As fairgoers looked on, Ota and 4 fellow pygmies sat around a mud hut weaving baskets and sharpening spears. Ota was particularly popular and he was often asked to pose for photographs baring his distinctive teeth which had been filed down to sharp points. Another star attraction at the fair was Geronimo, the Apache chief. The elder Indian befriended Ota and gave him one of his prized arrowheads.
When the fair ended, Ota returned to the Congo with Verner, but transitioning to life back in the forest was difficult. Ota married again, but his wife was killed by a snakebite. When Verner traveled back to America, Ota asked to come along.
New York's American Museum of Natural History was Ota's home for a brief time.

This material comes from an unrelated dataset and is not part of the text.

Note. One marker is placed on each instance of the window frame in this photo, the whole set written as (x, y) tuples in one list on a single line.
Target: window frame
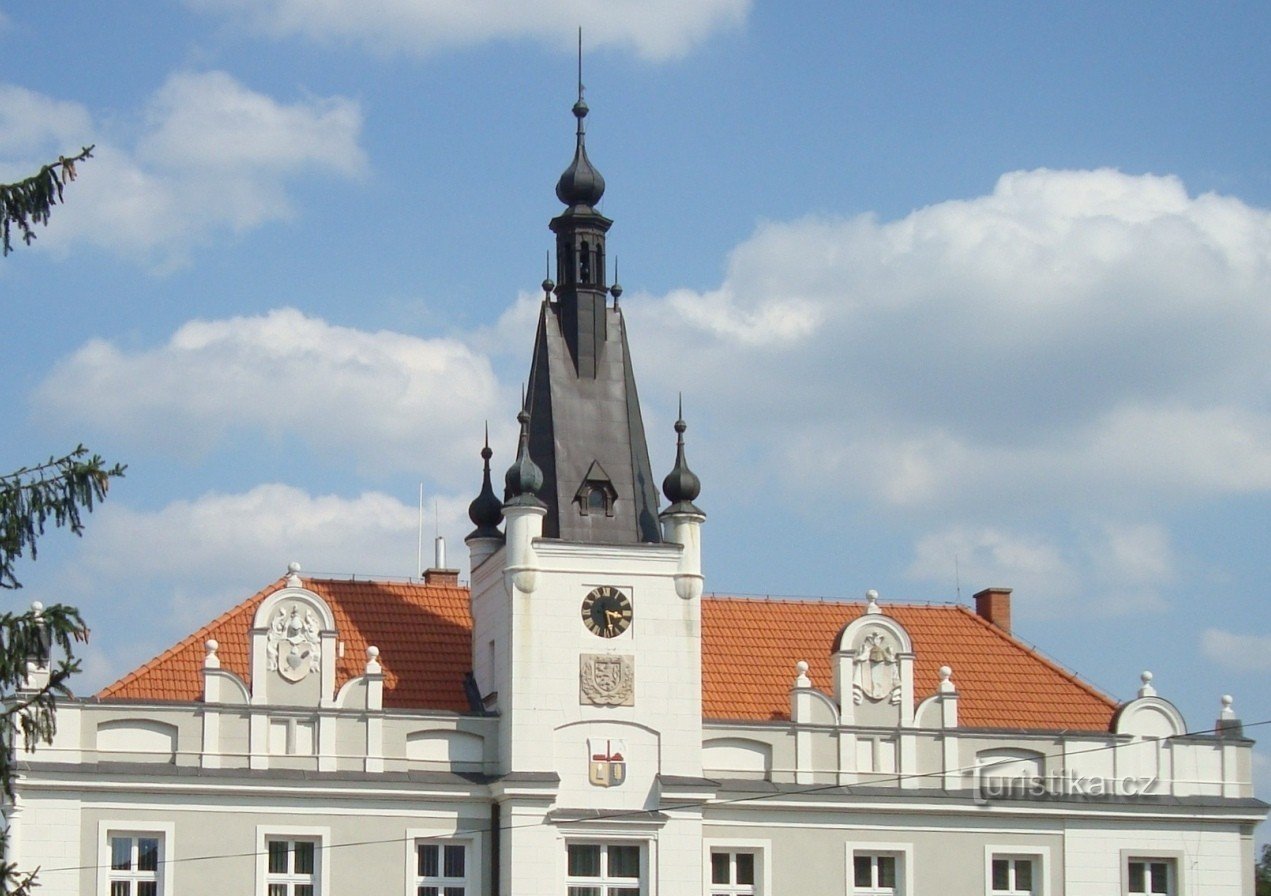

He lived in a small room and earned his keep by wearing a duck costume to entertain children. His mischievous spirit got him trouble from time to time. It came to a head when he hurled a chair at the wealthy philanthropist, Florence Guggenheim, just missing her.
Booted from the museum, Ota landed at the Bronx Zoo where the director, William Hornaday, decided to put Ota on display in the monkey house. Hornaday attached this famous sign to the exhibit:
The African Pigmy, "Ota Benga." Age, 23 years. Height, 4 feet 11 inches. Weight, 103 pounds. Brought from the Kasai River, Congo Free State, South Central Africa, by Dr. Samuel P. Verner. Exhibited each afternoon during September.
Bones were scattered about the enclosure for added effect and the attraction became a sensation. Tens of thousands of visitors came to see the supposed missing link. The New York Times ran a story about the exhibit and it included the following:
The exhibition was that of a human being in a monkey cage. The human being happened to be a Bushman, one of a race that scientists do not rate high in the human scale, but to the average nonscientific person in the crowd of sightseers there was something about the display that was unpleasant...It is probably a good thing that Benga doesn't think very deeply. If he did it isn't likely that he was very proud of himself when he woke in the morning and found himself under the same roof with the orangutans and monkeys, for that is where he really is.
It wasn't unusual for some in the crowd to jeer or throw peanuts at Ota, and eventually the mild-mannered pygmy reached his breaking point. He created a bow and arrow and fired off a few shots at a particularly obnoxious heckler.
A group of ministers had already demanded that the exhibit be closed, but it's unclear whether they were motivated by the human rights issue, or if they felt the display was raising too much awareness for the theory of evolution. Whatever the case, Ota was liberated from the zoo and found his way to a Baptist seminary in Lynchburg, Virginia.
In 1910 Ota got his teeth capped. He took a few classes and got a job in a tobacco factory. His social life flourished. Ota made friends with the poet Anne Spencer, and through her he was introduced to the legendary educator, Booker T. Washington.
After a few years living a relatively normal life, Ota longed to return to his home in the Congo. Sadly, the outbreak of World War I made that dream impossible.
On March 20, 1916, Ota chipped off the caps on his pointed teeth then shot himself in the heart with a stolen shotgun. He was buried in an unmarked grave.